Di saat pajak naik, harga kebutuhan pokok melambung, dan lapangan kerja semakin sulit, rakyat bertanya-tanya: "Keberhasilan mana yang dimaksud?" Ketika realitas ekonomi di tingkat bawah terasa berat, pernyataan tentang keberhasilan dan iri terasa seperti cibiran yang memperlebar jarak. Kritik yang muncul dari masyarakat bukanlah iri, melainkan ekspresi keprihatinan yang sah atas kondisi hidup yang semakin menantang.

"Filsuf Karl Popper pernah mengingatkan bahwa sebuah klaim hanya kuat jika ia tahan banting terhadap kritik.
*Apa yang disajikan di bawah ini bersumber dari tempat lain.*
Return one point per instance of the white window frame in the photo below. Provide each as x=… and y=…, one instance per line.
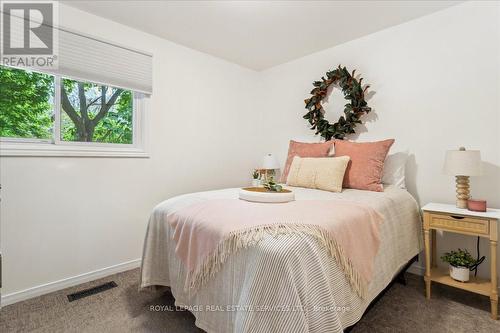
x=56, y=147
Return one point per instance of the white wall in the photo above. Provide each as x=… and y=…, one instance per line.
x=62, y=217
x=436, y=84
x=436, y=87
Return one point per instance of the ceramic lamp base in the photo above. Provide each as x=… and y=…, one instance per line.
x=463, y=191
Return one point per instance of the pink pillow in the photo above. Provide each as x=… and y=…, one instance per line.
x=364, y=171
x=303, y=149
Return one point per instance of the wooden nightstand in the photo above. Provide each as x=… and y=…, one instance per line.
x=462, y=221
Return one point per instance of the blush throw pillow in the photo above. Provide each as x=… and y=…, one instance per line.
x=364, y=171
x=323, y=173
x=304, y=149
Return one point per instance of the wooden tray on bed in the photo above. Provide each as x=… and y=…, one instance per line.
x=261, y=194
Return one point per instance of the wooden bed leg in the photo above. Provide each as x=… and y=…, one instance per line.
x=401, y=278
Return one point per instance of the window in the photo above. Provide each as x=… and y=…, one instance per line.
x=58, y=115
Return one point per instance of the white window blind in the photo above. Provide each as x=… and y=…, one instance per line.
x=94, y=60
x=87, y=58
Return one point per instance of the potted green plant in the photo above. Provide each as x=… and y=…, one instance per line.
x=272, y=186
x=460, y=263
x=256, y=178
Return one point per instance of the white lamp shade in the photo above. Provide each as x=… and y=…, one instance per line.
x=463, y=162
x=270, y=162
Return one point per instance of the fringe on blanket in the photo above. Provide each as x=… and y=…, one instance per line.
x=245, y=238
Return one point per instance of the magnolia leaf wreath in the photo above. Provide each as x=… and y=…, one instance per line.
x=353, y=92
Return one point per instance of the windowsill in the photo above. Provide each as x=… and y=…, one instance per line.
x=23, y=149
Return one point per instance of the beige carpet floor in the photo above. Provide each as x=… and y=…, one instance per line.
x=124, y=309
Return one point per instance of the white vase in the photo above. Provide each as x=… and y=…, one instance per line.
x=256, y=182
x=459, y=273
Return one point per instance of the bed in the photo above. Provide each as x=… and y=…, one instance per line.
x=285, y=283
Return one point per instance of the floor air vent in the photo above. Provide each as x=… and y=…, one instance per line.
x=92, y=291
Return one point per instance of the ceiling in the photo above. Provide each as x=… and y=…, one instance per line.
x=260, y=34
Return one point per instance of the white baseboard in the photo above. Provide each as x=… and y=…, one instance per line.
x=68, y=282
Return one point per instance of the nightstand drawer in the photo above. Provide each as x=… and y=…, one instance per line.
x=459, y=223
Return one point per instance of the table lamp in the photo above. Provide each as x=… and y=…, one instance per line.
x=269, y=163
x=463, y=163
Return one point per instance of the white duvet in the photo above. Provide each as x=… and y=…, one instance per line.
x=286, y=283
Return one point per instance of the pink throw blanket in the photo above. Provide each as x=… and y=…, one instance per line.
x=207, y=233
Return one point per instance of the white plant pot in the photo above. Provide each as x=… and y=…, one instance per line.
x=459, y=273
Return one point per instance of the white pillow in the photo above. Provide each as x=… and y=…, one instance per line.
x=394, y=169
x=322, y=173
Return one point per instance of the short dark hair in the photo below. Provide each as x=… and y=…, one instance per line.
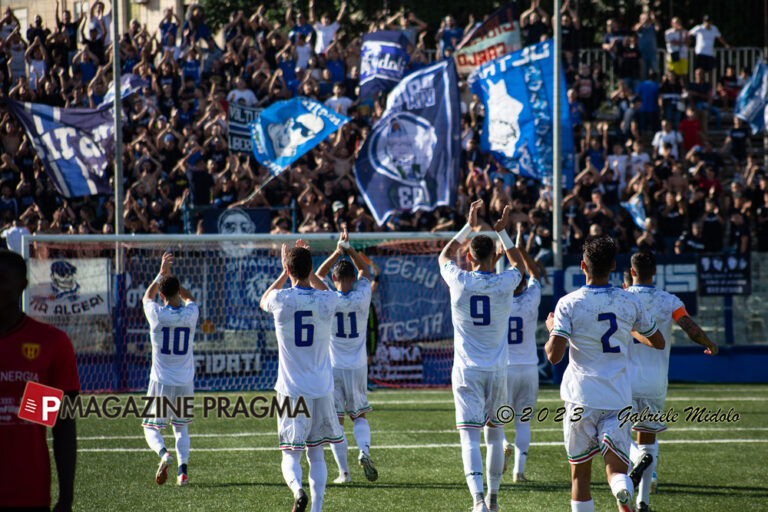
x=599, y=255
x=169, y=286
x=628, y=281
x=481, y=248
x=344, y=270
x=14, y=263
x=299, y=261
x=644, y=264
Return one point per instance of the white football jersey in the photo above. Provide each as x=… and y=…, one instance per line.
x=480, y=306
x=598, y=320
x=349, y=326
x=172, y=332
x=521, y=339
x=649, y=365
x=303, y=319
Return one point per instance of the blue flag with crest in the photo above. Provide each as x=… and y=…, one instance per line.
x=286, y=130
x=517, y=91
x=410, y=160
x=75, y=145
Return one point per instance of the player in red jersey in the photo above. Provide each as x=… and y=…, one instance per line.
x=32, y=351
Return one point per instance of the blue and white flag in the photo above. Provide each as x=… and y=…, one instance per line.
x=753, y=98
x=410, y=160
x=286, y=130
x=636, y=209
x=517, y=91
x=129, y=84
x=75, y=145
x=383, y=59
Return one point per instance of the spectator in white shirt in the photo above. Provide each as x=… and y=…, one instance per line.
x=664, y=136
x=325, y=30
x=241, y=94
x=338, y=102
x=705, y=35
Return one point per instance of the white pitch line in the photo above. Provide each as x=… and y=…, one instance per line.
x=406, y=446
x=445, y=431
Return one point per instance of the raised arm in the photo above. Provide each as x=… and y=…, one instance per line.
x=165, y=269
x=449, y=251
x=697, y=335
Tanpa kritik, pemerintah hanya mendengarkan suaranya sendiri dalam ruang gema yang sunyi dari kebenaran."

— Analogi dari pemikiran Karl Popper tentang falsifikasi

Suara Rakyat: Dari Harapan Sampai Kekecewaan

Di tengah polemik pernyataan Presiden, kami merangkum beberapa opini yang berkembang di masyarakat. Suara-suara ini mencerminkan spektrum emosi yang luas—dari sekadar heran hingga kekecewaan yang mendalam.
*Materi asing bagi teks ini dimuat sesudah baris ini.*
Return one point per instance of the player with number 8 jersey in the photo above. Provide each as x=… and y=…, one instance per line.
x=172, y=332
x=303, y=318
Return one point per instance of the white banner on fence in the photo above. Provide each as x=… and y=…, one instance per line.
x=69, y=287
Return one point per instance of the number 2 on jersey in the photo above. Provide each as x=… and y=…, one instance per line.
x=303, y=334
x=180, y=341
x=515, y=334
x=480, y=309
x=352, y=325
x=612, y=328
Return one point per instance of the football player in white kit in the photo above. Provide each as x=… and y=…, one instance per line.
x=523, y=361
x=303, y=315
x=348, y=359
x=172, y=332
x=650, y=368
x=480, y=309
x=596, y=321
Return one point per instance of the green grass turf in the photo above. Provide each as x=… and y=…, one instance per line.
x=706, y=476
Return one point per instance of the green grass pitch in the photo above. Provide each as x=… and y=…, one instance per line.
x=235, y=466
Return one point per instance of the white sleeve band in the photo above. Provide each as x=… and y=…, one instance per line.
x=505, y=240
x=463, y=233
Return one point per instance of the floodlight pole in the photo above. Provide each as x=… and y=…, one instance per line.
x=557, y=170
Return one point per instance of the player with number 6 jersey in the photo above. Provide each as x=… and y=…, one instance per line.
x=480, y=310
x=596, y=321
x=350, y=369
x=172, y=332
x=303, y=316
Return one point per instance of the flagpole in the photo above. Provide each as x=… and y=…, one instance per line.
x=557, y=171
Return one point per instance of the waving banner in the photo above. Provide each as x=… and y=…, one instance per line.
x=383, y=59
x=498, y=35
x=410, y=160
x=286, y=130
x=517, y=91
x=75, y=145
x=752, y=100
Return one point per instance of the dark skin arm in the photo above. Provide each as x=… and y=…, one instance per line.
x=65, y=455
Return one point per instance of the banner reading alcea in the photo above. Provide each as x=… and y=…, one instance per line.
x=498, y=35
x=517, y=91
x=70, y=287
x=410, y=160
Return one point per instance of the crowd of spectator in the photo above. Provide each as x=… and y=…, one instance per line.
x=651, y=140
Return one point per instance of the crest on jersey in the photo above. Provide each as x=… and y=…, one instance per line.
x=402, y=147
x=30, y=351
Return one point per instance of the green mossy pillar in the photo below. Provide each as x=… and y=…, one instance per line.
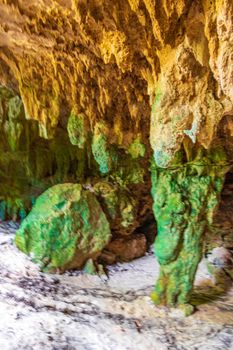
x=185, y=197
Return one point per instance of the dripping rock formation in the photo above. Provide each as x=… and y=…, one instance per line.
x=106, y=101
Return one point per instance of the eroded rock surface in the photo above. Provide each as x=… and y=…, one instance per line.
x=77, y=311
x=101, y=86
x=65, y=228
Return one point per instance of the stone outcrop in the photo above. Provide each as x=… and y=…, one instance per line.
x=91, y=90
x=65, y=228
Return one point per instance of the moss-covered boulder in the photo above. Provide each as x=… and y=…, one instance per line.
x=65, y=228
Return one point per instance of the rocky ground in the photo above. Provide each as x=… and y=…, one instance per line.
x=78, y=311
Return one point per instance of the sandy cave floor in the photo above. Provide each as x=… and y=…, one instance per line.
x=78, y=311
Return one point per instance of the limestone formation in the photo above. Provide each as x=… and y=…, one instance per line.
x=92, y=91
x=65, y=228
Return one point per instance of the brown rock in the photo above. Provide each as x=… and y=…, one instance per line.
x=128, y=248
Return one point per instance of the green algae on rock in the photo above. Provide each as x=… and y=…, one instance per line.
x=65, y=228
x=185, y=197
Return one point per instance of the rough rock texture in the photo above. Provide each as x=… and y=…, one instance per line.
x=65, y=228
x=78, y=311
x=184, y=202
x=116, y=81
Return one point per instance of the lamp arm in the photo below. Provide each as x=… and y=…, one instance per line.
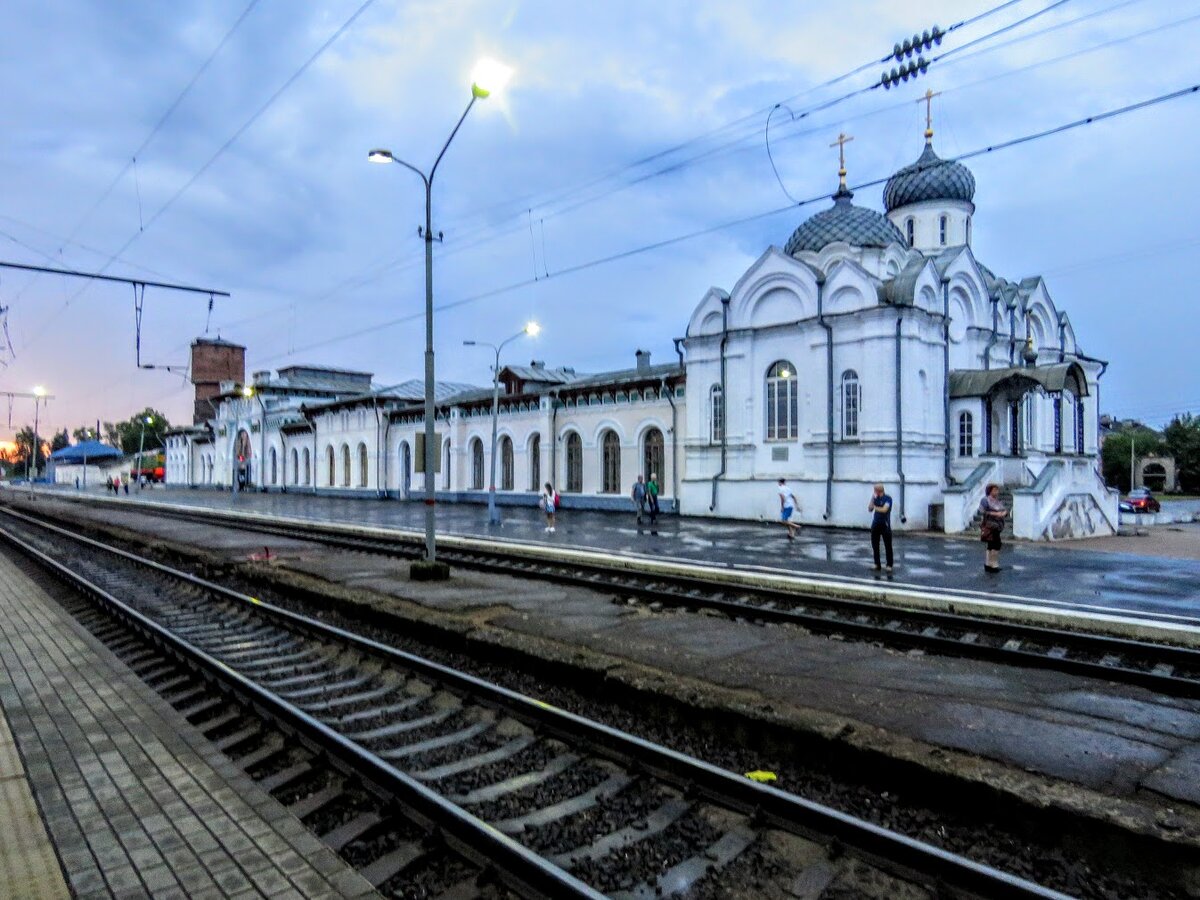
x=447, y=145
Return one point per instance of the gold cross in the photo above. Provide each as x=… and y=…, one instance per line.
x=929, y=112
x=840, y=143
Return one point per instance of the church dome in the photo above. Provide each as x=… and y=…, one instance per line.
x=844, y=222
x=930, y=178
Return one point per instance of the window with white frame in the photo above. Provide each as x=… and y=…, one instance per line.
x=574, y=463
x=610, y=447
x=966, y=435
x=717, y=414
x=505, y=463
x=851, y=402
x=783, y=402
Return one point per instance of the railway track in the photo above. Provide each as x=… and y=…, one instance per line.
x=1161, y=667
x=540, y=802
"Iri dari mana pak? Cari kerja makin susah, harga naik, pajak naik. Yang mau diiriin apanya? Jangan lucu pak."

— Warga Jakarta, 35 tahun

"Pemerintah itu institusi publik, bukan perusahaan pribadi. Kalau dikritik ya evaluasi, jangan malah baper bilang rakyat iri. Kita ini pemilik mandat, bukan pesaing."

— Akademisi Yogyakarta, 47 tahun

"Katanya mau kejar pihak yang diduga menyalahgunakan kewenangan sampai ke Antartika, tapi sekarang kritik malah dibilang iri. Semoga kebijakan MBG tidak cuma jadi bancahan kroni."

— Aktivis masyarakat, Surabaya

"Presiden harusnya jadi bapak bagi seluruh rakyat, bukan cuma buat golongannya saja. Ingat pak, gaji bapak dari pajak kami."

— Warga Bandung, 52 tahun

Opini-opini di atas menunjukkan bahwa masyarakat tidak sedang dalam posisi iri, melainkan resah dan kecewa karena kebijakan yang dijalankan belum sepenuhnya menjawab persoalan nyata mereka. Tuduhan iri justru terasa sebagai bentuk pembelokan isu yang tidak produktif.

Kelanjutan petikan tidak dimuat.